THEORY OF OPERATION

Bogofilter treats its input as a bag of tokens. Each token is checked against "ham" and "spam" wordlists, which maintain counts of the numbers of times it has occurred in non-spam and spam mails. These numbers are used to compute the probability that a mail in which the token occurs is spam. After probabilities for all input tokens have been computed, a fixed number of the probabilities that deviate furtherest from average are combined using Bayes's theorem on conditional probabilities. If the computed probability that the input is spam exceeds 0.9, bogofilter returns 0, otherwise 1.

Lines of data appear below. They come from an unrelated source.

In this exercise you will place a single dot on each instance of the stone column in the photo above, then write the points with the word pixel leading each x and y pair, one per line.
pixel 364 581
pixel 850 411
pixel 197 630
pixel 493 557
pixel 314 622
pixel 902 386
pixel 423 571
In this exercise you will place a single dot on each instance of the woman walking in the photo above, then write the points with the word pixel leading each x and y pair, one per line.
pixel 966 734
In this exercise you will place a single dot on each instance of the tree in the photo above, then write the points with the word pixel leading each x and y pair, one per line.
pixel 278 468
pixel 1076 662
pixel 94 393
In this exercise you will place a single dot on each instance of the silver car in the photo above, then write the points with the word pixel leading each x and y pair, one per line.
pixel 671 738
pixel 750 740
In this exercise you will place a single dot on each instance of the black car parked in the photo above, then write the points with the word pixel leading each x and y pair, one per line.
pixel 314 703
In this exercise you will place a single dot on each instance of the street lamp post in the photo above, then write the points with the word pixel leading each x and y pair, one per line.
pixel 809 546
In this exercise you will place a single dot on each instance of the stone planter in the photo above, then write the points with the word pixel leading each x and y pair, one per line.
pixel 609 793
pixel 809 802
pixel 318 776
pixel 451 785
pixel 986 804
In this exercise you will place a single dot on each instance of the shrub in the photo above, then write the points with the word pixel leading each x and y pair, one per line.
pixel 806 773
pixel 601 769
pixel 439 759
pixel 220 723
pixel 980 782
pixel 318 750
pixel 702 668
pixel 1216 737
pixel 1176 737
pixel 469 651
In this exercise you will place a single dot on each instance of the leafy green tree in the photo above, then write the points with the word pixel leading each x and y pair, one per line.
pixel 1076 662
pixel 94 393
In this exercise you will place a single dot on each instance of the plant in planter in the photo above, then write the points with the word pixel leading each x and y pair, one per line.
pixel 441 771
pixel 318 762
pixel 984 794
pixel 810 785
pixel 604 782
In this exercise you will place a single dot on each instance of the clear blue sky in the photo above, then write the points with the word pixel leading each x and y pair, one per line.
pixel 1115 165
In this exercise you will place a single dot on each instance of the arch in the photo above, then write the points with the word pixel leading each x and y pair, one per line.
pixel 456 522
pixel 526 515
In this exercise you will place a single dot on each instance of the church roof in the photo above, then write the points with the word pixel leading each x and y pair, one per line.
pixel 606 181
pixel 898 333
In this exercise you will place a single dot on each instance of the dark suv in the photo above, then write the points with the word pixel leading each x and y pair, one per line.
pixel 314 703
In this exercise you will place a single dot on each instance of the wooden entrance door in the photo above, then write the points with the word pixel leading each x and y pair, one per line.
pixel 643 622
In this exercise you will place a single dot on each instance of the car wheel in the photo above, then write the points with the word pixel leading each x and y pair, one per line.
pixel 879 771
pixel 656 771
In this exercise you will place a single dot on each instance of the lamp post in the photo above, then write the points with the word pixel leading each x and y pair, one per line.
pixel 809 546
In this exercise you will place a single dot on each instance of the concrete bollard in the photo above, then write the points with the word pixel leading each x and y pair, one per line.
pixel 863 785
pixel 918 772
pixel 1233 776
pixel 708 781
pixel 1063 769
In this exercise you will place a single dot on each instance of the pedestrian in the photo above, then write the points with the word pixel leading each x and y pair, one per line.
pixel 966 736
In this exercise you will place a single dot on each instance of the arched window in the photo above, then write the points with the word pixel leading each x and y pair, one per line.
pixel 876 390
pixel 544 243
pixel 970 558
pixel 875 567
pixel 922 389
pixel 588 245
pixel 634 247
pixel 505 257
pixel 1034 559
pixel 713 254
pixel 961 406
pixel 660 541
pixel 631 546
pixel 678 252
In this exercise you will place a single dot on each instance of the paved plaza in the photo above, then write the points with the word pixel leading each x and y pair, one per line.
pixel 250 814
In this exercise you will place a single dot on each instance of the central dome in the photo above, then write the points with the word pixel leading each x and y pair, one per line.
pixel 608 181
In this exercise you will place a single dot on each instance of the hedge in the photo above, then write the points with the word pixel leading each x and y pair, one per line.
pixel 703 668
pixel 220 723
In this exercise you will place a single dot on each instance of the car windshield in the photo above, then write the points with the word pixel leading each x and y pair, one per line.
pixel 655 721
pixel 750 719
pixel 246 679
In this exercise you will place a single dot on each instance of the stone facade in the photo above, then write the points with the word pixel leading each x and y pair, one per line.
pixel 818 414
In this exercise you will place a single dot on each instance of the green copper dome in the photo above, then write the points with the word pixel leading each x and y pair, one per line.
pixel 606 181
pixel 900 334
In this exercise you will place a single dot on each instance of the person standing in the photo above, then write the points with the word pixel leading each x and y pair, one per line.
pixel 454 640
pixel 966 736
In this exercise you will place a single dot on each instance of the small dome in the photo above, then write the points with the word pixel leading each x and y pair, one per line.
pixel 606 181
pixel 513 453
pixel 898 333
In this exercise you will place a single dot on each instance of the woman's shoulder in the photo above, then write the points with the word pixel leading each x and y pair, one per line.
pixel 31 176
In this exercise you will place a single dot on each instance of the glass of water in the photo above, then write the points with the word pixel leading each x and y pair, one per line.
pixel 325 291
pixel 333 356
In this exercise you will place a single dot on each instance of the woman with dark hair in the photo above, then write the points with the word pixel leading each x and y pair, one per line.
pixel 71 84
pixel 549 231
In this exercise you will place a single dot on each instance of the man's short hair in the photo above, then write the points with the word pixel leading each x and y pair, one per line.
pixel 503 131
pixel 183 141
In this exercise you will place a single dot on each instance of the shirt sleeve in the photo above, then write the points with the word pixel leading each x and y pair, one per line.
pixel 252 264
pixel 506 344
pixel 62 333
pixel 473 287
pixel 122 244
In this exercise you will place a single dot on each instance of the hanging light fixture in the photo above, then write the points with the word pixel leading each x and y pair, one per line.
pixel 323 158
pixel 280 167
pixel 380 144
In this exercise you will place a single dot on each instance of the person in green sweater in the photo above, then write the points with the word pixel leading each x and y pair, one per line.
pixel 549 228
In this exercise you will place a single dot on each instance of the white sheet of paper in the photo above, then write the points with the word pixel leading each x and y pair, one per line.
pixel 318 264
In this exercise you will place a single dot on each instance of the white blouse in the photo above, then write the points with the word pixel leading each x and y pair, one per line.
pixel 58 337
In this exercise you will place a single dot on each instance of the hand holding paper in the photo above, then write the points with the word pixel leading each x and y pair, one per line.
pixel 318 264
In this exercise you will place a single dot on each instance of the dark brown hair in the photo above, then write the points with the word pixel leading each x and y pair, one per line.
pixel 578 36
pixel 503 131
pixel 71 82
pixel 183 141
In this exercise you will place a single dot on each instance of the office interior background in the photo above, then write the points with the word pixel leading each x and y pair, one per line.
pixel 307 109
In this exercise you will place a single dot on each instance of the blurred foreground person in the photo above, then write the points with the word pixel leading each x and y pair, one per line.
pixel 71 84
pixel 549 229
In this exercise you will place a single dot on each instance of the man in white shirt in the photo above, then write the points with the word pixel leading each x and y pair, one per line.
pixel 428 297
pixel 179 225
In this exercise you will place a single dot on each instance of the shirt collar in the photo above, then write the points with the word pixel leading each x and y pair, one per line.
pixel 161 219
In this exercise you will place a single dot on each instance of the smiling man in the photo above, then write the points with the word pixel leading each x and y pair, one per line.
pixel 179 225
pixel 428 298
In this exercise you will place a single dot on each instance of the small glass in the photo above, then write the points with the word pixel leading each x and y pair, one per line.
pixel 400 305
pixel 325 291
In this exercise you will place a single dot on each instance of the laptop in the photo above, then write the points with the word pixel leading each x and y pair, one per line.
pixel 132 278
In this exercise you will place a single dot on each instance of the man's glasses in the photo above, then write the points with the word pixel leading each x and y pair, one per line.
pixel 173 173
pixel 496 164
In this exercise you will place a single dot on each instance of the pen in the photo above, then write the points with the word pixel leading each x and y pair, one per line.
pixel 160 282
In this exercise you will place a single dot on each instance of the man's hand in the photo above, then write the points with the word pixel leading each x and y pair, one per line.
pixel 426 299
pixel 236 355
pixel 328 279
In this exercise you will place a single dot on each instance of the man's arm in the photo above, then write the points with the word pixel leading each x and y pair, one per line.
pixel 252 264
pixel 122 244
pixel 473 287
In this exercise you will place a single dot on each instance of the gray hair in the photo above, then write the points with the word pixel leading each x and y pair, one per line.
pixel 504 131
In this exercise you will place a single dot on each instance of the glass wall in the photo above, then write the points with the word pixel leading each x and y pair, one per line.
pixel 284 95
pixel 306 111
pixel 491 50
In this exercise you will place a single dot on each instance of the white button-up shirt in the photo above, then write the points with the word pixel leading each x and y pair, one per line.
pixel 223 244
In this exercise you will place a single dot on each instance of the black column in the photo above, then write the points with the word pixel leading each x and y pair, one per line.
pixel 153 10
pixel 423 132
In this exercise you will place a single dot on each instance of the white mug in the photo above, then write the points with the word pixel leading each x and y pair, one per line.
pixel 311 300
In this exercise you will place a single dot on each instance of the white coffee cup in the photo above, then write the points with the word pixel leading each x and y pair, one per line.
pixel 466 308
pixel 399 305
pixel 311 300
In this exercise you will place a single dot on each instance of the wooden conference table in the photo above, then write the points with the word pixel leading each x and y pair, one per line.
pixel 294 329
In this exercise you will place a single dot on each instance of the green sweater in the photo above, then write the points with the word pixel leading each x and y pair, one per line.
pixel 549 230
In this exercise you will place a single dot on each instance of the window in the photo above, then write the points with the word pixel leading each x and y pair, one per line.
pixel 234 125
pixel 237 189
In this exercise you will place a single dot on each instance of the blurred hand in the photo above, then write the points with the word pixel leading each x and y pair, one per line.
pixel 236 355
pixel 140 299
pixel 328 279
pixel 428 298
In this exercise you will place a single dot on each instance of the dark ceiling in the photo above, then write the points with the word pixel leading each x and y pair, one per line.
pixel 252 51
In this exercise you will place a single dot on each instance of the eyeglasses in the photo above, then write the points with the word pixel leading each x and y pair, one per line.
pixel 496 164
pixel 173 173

While this method sounds crude compared to the more usual pattern-matching approach, it turns out to be extremely effective. Paul Graham's paper A Plan For Spam is recommended reading.

This program substantially improves on Paul's proposal by doing smarter lexical analysis. In particular, hostames and IP addresses are retained as regognition features rather than broken up. Various kinds of MTA cruft such as dates and message-IDs are discarded so as not to bloat the word lists. Lex's Swiss-army-knife nature rises again.

The input may be one message or many. Messages are broken up on From_ lines. The algorithm is relatively insensitive to message miscounts.

For speed, MIME and other attachments are not decoded. Experience from watching the token streams suggests that spam with enclosures invariably gives itself away through cues in the headers and non-enclosure parts.